The convective kissing instability in low-mass M-dwarf models: convective overshooting, semi-convection, luminosity functions, surface abundances and star cluster age dating

TL;DR

This study models the convective kissing instability in low-mass M-dwarfs, revealing its effects on luminosity, surface abundances, and the main sequence gap, with implications for star cluster age dating.

Contribution

It introduces detailed MESA models exploring how convective overshooting and semi-convection influence the M-dwarf gap and stellar evolution, providing new insights into stellar structure and age estimation.

Findings

The instability amplitude decreases with more overshooting.

Semi-convection sustains the instability, affecting evolutionary tracks.
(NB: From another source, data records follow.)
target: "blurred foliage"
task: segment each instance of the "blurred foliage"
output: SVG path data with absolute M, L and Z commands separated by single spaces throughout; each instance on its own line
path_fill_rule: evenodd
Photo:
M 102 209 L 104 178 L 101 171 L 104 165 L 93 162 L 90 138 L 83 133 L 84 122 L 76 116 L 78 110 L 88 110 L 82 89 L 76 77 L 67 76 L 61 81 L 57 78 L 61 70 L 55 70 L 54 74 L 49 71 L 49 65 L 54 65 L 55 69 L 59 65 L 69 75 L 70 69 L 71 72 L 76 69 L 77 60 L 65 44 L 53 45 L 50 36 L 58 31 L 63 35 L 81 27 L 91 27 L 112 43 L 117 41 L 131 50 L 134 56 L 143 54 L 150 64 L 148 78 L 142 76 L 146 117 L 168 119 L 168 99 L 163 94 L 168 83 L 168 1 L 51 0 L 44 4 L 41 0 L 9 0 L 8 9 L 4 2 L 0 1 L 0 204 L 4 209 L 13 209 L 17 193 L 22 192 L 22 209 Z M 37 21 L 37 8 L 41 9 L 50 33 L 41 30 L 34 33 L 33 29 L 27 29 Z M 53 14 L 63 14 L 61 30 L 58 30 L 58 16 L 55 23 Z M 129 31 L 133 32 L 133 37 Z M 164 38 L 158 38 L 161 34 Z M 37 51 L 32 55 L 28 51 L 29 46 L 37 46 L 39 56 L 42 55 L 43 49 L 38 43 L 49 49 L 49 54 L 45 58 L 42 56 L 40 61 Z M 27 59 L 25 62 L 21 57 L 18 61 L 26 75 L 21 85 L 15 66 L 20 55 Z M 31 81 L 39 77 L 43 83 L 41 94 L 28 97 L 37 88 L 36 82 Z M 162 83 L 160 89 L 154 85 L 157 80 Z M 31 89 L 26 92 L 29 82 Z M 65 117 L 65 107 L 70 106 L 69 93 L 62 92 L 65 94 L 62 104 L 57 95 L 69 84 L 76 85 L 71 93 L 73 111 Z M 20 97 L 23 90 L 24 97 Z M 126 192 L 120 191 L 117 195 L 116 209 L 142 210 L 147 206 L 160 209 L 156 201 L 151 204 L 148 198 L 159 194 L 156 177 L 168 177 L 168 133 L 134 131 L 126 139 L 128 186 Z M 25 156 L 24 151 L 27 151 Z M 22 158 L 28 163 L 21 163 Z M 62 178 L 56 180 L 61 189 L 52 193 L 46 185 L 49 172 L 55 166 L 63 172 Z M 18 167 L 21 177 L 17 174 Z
The models reproduce the observed M-dwarf gap in color-magnitude diagrams.

Abstract

Low-mass models of M-dwarfs that undergo the convective kissing instability fluctuate in luminosity and temperature resulting in a gap in the main sequence that is observed in the $Gaia$ data. During this instability, the models have repeated periods of full convection where the material is mixed throughout the model. Stellar evolution models are performed using MESA with varying amounts of convective overshooting and semi-convection. We find that the amplitude and intensity of the instability is reduced with increasing amounts of overshooting but sustained when semi-convection is present. This is reflected in the loops in the evolutionary tracks in the Hertzsprung-Russell diagram. The surface abundances of $^1$H, $^3$He, $^4$He, $^{12}$C, $^{14}$N and $^{16}$O increase or decrease over time due to the convective boundary, however the relative abundance changes are very small and not likely observable. The mass and magnitude values from the models are assigned to a synthetic population of stars from the mass-magnitude relation to create colour-magnitude diagrams, which reproduce the M-dwarf gap as a large indent into the blueward edge of the main sequence (MS). This is featured in the luminosity function as a small peak and dip. The width of the MS decreases over time along with the difference in width between the MS at masses higher and lower than the instability. The parallel offset and relative angle between the upper and lower parts of the MS also change with time along with the mass-magnitude relation. Potential age-dating methods for single stars and stellar populations are described.